Whole code, directly can run on colab notebook.

import torchvision
import numpy as np
import torch
import torch.nn as nn
import matplotlib.pyplot as plt

# torch.backends.cudnn.benchmark = False


model = torchvision.models.resnet50(pretrained= False)
model.avgpool = nn.Identity()
model.fc = nn.Identity()
# model = ResNet50()

x_axis = range(50,301, 10)
all_t_resnet =[]
model = model.cuda().eval()
with torch.no_grad():
    for i in x_axis:
        t = []
        for _ in range(100):
            start = torch.cuda.Event(enable_timing=True)
            end = torch.cuda.Event(enable_timing=True) 
            size = [i, i]
            x= torch.randn(1,3,size[0],size[1]).cuda()
            torch.cuda.synchronize()
            start.record()  
            _ = model(x)
            end.record()
            torch.cuda.synchronize()
            measure_t = start.elapsed_time(end)
            t.append(measure_t)
        all_t_resnet.append(np.mean(t))


theoritic_resnet = (np.array(x_axis)/x_axis[-1])**2*all_t_resnet[-1]

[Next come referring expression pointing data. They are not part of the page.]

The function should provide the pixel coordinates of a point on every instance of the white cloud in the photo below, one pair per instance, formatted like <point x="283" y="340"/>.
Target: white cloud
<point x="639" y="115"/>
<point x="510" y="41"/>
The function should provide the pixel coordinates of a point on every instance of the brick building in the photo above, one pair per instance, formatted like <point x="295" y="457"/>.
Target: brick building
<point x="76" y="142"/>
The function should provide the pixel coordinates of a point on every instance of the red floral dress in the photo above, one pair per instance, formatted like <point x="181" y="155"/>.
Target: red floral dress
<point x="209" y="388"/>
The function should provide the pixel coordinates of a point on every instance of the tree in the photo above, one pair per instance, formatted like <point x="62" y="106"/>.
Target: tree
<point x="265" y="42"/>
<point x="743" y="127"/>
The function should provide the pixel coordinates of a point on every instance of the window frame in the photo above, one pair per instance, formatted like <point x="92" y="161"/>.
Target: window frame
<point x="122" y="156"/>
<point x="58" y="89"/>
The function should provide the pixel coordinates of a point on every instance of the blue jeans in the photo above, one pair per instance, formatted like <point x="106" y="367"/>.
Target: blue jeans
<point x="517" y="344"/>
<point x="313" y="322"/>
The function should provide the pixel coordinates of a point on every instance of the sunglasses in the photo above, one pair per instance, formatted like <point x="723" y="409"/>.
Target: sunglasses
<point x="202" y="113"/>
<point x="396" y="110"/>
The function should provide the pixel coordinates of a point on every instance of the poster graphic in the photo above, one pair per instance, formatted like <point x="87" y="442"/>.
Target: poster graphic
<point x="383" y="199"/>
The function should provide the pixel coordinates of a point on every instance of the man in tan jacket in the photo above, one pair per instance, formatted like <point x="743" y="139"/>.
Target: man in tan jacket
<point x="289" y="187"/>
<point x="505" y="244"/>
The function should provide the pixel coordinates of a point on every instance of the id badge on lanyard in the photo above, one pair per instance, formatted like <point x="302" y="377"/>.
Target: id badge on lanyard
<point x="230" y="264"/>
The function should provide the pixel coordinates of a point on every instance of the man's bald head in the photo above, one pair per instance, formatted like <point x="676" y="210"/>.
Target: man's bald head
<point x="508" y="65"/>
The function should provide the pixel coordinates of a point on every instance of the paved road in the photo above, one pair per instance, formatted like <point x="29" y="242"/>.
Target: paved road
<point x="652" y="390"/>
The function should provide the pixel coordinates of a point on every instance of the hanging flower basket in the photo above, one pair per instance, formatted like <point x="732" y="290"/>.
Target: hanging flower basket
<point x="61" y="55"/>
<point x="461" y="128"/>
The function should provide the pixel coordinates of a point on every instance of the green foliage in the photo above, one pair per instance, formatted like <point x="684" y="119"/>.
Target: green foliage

# plt.gca().set_color_cycle(['red', 'green'])

plt.plot(x_axis, all_t_resnet)
plt.plot(x_axis, theoritic_resnet)

plt.legend(['experiment_resnet50', 'theoritical_resnet50'], loc='upper left')

plt.show()

11179 · March 22, 2021, 9:53am

Thank you for replying

Yes, I did it, but it does not change the result. Below is the result run on colab.

However, as the input size gets bigger, it seems to converge to the experimental line.

(Post images aer run on RTX 2080ti, while this reply images are on colab Tesla P100)

ptrblck · March 23, 2021, 1:03am

Thanks for the update!
The plateau might be hit due to a constant overhead in the kernel launches, dispatching mechanism etc.

11179 · March 23, 2021, 1:44pm

Oh, I see. Thanks.
I will try to find overhead and reason. Thank you.